Door still open to private wine stores
The Ontario government is keeping the door open to private wine stores or other types of retail venues to sell homegrown wines, the minister of consumer services says.
On Tuesday, the provincial government revealed plans to boost the sales of Vintners Quality Alliance wines made entirely with domestic grapes, while shrinking support for Cellared in Canada wines, which are made with up to 70 per cent foreign juice.
But the plan made no mention of creating a new chain of retail stores to sell wine, an idea that’s been pitched by the Wine Council of Ontario and others for years.
Among the more popular ideas are VQA-only stores and fine-wine stores, selling a mix of imported and domestic wines.
Consumer Services Minister Ted McMeekin said the province is still willing to consider other ways of selling Ontario wine.
“Everything’s on the table,” said McMeekin, adding the government will be continuing talks with grape growers and wineries over the next two months.
“We’re prepared to look at some additional (retail) options, and we look forward to doing it. We’re open to discussion.”
In its plan, the government has pledged to dedicate more shelf space at LCBO stores to VQA wines made of 100 per cent Ontario grapes, and to focus more marketing on them, McMeekin said.
The majority of Ontario’s more than 140 wineries can sell their products only through onsite retail stores and the LCBO, if they can squeeze their way onto packed shelves.
Meanwhile, only a handful of Ontario’s biggest wine companies — namely U.S.-owned Vincor Canada Ltd. and Andrew Peller Ltd. — have the right to operate more than 200 private wine stores.
That right was grandfathered in the 1993 North American Free Trade Agreement.
While applauding the government’s effort to champion VQA wines, Niagara craft winery owner Moray Tawse said private wine stores need to be part of the plan.
There isn’t enough shelf space at the LCBO to service all Ontario wineries and all their products, said the owner of Tawse Winery in Vineland.
“I think the industry thinks that if we had our own stores, that just sold VQA, that would be positive,” Tawse said.
While happy with the province’s VQA focus, the Grape Growers of Ontario were also hoping the government’s plans would include immediate help for more than 50 struggling growers that have yet to sell any of their fruit this fall.
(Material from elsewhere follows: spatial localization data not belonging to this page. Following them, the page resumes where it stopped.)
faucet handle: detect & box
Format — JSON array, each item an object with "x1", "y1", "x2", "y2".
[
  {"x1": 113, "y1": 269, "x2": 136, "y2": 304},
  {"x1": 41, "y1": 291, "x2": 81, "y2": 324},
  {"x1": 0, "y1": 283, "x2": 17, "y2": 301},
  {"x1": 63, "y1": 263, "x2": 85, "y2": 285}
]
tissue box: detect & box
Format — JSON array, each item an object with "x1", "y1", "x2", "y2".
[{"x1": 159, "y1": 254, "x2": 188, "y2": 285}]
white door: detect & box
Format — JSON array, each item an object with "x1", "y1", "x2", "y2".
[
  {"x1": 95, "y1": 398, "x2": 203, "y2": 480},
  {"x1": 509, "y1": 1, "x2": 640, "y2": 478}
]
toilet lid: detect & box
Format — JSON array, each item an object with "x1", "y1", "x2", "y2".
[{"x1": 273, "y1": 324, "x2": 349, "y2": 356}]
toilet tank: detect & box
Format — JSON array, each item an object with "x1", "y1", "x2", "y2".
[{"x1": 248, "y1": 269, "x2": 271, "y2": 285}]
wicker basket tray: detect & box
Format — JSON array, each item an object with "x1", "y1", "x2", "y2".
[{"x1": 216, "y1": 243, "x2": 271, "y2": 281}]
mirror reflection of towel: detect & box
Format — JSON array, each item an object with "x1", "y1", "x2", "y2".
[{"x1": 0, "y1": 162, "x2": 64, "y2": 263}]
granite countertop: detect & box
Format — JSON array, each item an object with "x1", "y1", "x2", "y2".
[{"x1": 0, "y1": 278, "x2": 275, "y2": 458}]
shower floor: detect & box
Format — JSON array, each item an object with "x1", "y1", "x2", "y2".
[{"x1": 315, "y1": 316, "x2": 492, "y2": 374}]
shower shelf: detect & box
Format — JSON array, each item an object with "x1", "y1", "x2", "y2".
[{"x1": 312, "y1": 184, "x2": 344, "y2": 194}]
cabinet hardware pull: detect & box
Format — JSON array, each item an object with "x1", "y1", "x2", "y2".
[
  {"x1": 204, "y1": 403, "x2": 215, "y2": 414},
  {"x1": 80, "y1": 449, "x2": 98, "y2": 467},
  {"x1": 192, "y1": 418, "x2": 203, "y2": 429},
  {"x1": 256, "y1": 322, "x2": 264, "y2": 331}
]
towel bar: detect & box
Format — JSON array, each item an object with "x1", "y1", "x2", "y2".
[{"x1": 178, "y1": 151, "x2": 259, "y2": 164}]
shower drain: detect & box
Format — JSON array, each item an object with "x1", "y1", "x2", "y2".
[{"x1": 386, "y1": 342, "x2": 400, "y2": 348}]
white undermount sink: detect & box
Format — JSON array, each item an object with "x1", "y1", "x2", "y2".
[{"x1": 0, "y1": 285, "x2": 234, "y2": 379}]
More than 9,000 tonnes of grapes are unsold this harvest.
The government’s blueprint charts a long-term course for the wine industry, including raising the domestic content of Cellared in Canada wines to 40 per cent from 30 for four years.
By 2014, the domestic content requirement of Cellared in Canada wines will be eliminated, leaving the door open to wines made with 100 per cent foreign juice. The change will be coupled with heavier taxes for Cellared in Canada wines to encourage producers to make more VQA wines.
All these measures don’t help growers facing an immediate crisis, said Debbie Zimmerman, Grape Growers of Ontario CEO.
“Some of the growers have said too little, too late,” Zimmerman said.
“Even though growers may appreciate the changes that are going to be made for the future, and sets a solid foundation, we still are concerned obviously that there’s nothing that’s going to help these growers immediately.”
Donna Lailey, co-owner of Lailey Vineyards in Niagara-on-the-Lake, said if the province makes all the changes it promises, it should really help small wineries.
“I think it comes down to the consumer,” said Lailey, a founding member of the Vintners Quality Alliance who sits on the province’s Greenbelt Council.
“If the LCBO does what it’s supposed to do, and government follows through on what they say they’re going to do, then it’s up to the consumer whether we survive or whether we don’t.”